In het midden kan dan blijven welke de precieze gevaren waren die de Gemeente hebben gebracht tot het besluit om het tunneltracé aan te pakken, te meer daar onvoldoende is gesteld of gebleken dat de Gemeente in de gegeven omstandigheden en bij afweging van alle belangen dusdanig weinig voortvarend heeft gehandeld, dat zulks in strijd is met de van haar als wegbeheerder te verlangen zorgvuldigheid. De vraag of het ongeval zou hebben plaatsgevonden indien het tunneltracé eerder zou zijn aangepakt, kan dan eveneens onbesproken blijven.
Ook de primaire grondslag kan derhalve de vordering van [eiser] niet dragen.
2.15 Uit het voorgaande volgt dat de grieven 3 tot en met 10 tevergeefs zijn opgeworpen, ook wanneer wordt uitgegaan van de stelling van [eiser] dat hij de maximumsnelheid niet heeft overschreden. Bij die stand van zaken kan dan in het midden blijven of [eiser] wellicht veel harder heeft gereden dan 60 km/u zoals de Gemeente heeft aangevoerd.
2.16 Hetgeen [eiser] te bewijzen heeft aangeboden kan in het licht van het vorenoverwogene niet tot een ander oordeel leiden. Het hof passeert daarom het bewijsaanbod van [eiser] als niet terzake dienend. Grief 11 kan dan buiten bespreking blijven, omdat ook bij gegrondbevinding daarvan dit niet noopt tot vernietiging van het vonnis."
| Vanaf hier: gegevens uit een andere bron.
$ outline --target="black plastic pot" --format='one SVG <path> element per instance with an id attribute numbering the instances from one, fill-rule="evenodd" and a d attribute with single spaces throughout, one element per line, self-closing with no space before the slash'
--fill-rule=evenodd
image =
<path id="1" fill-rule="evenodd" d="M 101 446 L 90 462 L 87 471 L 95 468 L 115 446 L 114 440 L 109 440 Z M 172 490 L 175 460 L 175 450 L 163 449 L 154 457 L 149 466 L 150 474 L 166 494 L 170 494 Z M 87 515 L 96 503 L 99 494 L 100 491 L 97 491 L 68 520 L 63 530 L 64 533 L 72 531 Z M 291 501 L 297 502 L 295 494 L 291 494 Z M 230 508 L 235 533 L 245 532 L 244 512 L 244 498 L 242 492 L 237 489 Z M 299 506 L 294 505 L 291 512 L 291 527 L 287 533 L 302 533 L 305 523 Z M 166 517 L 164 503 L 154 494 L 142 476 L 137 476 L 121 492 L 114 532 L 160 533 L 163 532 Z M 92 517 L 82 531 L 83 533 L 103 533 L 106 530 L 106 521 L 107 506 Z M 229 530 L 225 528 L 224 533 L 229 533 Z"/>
2.6 [Eiser] heeft tijdig beroep in cassatie ingesteld. De Gemeente heeft het beroep bestreden en voorwaardelijk incidenteel cassatieberoep ingesteld. [Eiser] heeft het voorwaardelijk incidenteel cassatieberoep bestreden. Partijen hebben hun stellingen schriftelijk toegelicht. De Gemeente heeft nog gedupliceerd in het principaal cassatieberoep en tevens gerepliceerd in het voorwaardelijk incidenteel cassatieberoep.
3. Uitgangspunten voor de behandeling in cassatie
3.1 Het gaat in deze procedure om de nasleep van een ongeval met tragische gevolgen. Het Hof heeft desondanks een aantal relevante kwesties daargelaten. De buitengewoon ernstige gevolgen van het ongeval voor [eiser] zijn evenwel onvoldoende reden om à outrance aansprakelijkheid aan te nemen.(6)
3.2 In cassatie wordt niet bestreden dat de op art. 6:174 BW gebaseerde vordering gedoemd is te stranden; zie onder 2.5.5.
3.3 Evenmin wordt in cassatie opgekomen tegen de volgende oordelen:
a. de onder 3.2 genoemde omstandigheid raakt ook de beoordeling van de op art. 6:162 BW gebaseerde vordering (rov. 2.4);(7)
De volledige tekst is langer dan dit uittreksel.